Chinese Foreign Minister Wang Yi
China’s foreign minister laid out conditions for a reset in Sino-US relations on Monday, calling on the Biden administration to remove tariffs on Chinese goods and lift restrictions on Chinese technology companies.
Wang Yi said Beijing stood ready to reopen dialogue with Washington, but emphasised it was the US that needed to change its actions to get relations back on track.
He warned the US to stop “smearing” the Communist Party, and stop interfering in the issues of Taiwan, Hong Kong, Xinjiang and Tibet.

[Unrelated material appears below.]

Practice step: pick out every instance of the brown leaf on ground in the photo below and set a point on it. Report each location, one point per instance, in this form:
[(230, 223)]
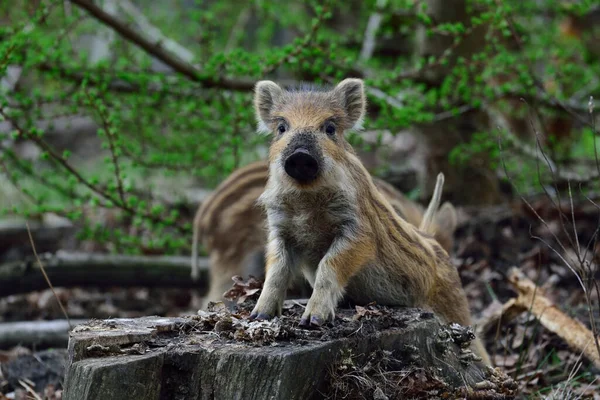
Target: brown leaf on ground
[(242, 290)]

The US should “remove unreasonable tariffs on Chinese goods, lift its unilateral sanctions on Chinese companies and research and educational institutes, and abandon irrational suppression of China’s technological progress” to create the “necessary conditions for China-US cooperation”, he told a foreign ministry forum in Beijing.
Relations between Beijing and Washington plunged to their worst level in decades during the Trump administration, which increased tariffs on Chinese imports and imposed bans or other restrictions on Chinese tech companies.
It also angered Beijing by boosting US support for Taiwan, which China claims as its own territory, and sanctioned Chinese officials blamed for rights abuses against Muslim minorities in Xinjiang and a crackdown on Hong Kong.
On Monday, Wang said the Trump administration, and measures it took to “suppress and contain China", were the “root cause” of the worst relations between the two sides since they established diplomatic relations in 1979.
President Joe Biden has signalled that he will maintain pressure on Beijing, telling his Chinese counterpart Xi Jinping in a phone call earlier this month that he is concerned about “Beijing’s coercive and unfair economic practices”, as well as its actions in Hong Kong and Xinjiang, and increasingly assertive moves towards Taiwan.
Mr Wang said China has “no intention to challenge or replace the United States,” and said it stood ready to work with America in dealing with the Covid pandemic, climate change and world economic recovery.
Drew Thompson, a former US defence department official with responsibility for China, said a reset in relations was “highly unlikely” when Chinese officials weren’t offering to change “any action on their part”.
“Wang Yi’s and other recent speeches emphasised the actions the US must take to reset relations, without any introspection or consideration how China’s own actions caused the US to conclude that China is a threat and strategic competitor,” he said.
“Calls for the US to change without acknowledgement of U.S. reciprocal concerns is a dead-end for engagement,” said Mr Thompson, a visiting research fellow at the National University of Singapore’s Lee Kuan Yew School of Public Policy.